Height: 17.5 cm. (7 in.)
Diameter: 15.6 cm. (6 1/8 in.)

Xixia dynasty 西夏
12th-13th century

The ovoid jar is gently lobed with subtle vertical indentations below the stepped shoulder and coated inside and out with a satiny blackish-brown glaze that extends to the base above the unglazed wide foot where the buff-colored stoneware body is visible. The domed lid of lotus leaf form, with furled rim encircling the flattened knob, is covered on the exterior with the glossy glaze.

The Xixia or Western Xia kingdom of the Tangut Tibetans ruled over what is currently the Ningxia Autonomous Region contemporaneously with the Northern Song, later Liao, and Jin dynasty during the 11th through the early 13th century. It is not surprising that technology, styles, and fashions from the strongholds of ceramic production current during the Northern Song and Jin would have migrated into the Xixia region. In the trade that flourished between the Xixia and their close Chinese neighbors, ceramics were an important commodity. The Yaozhou wares of Shaanxi province found in Xixia tombs, black wares as well as celadons, are evidence not only that such wares were admired but presented potential influence over local potters.1 Similar lobed jars are known in fact to have been produced at the Yaozhou kilns and excavations at kilns in the Ningxia region, such as those at Ciyaobu, Lingwu city, have uncovered materials that suggest that production center as the likely provenance for the present covered jar.

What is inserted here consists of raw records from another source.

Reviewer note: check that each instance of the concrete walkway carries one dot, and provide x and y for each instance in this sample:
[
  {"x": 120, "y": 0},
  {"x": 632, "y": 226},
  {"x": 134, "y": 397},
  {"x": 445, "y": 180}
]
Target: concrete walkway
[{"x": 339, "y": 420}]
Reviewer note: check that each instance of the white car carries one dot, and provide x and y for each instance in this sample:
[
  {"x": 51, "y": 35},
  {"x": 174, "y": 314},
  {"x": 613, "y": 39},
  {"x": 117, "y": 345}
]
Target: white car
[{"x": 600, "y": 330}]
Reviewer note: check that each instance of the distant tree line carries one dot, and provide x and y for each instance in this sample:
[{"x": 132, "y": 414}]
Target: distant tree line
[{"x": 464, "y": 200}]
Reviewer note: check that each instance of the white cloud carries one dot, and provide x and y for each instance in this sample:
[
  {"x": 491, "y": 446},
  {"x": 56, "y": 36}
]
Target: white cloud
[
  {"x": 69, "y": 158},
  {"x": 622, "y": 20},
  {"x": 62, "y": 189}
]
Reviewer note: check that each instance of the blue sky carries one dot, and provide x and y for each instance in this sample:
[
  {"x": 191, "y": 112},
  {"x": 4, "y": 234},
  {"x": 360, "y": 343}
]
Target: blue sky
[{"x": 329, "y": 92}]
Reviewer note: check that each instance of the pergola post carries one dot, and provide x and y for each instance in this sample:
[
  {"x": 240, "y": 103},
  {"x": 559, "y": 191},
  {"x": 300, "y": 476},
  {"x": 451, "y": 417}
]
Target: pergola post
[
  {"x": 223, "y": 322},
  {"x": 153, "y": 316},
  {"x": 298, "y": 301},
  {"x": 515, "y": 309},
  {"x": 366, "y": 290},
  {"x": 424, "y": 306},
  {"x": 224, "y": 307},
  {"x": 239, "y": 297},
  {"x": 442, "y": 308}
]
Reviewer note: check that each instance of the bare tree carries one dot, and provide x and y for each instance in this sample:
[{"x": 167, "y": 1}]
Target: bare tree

1. It should be noted that ceramics discovered in tombs and hoards in the region ruled by the Xixia are both of local manufacture and also imported from Northern Song, Liao (907-1125), Jin, and some made after the conquest of the area by the Mongols who established their dynasty in 1207, conquering the north by 1234, and all of China by 1279. An individual example’s precise attribution to one of these ruling groups is then sometimes not possible to determine with absolute certainty.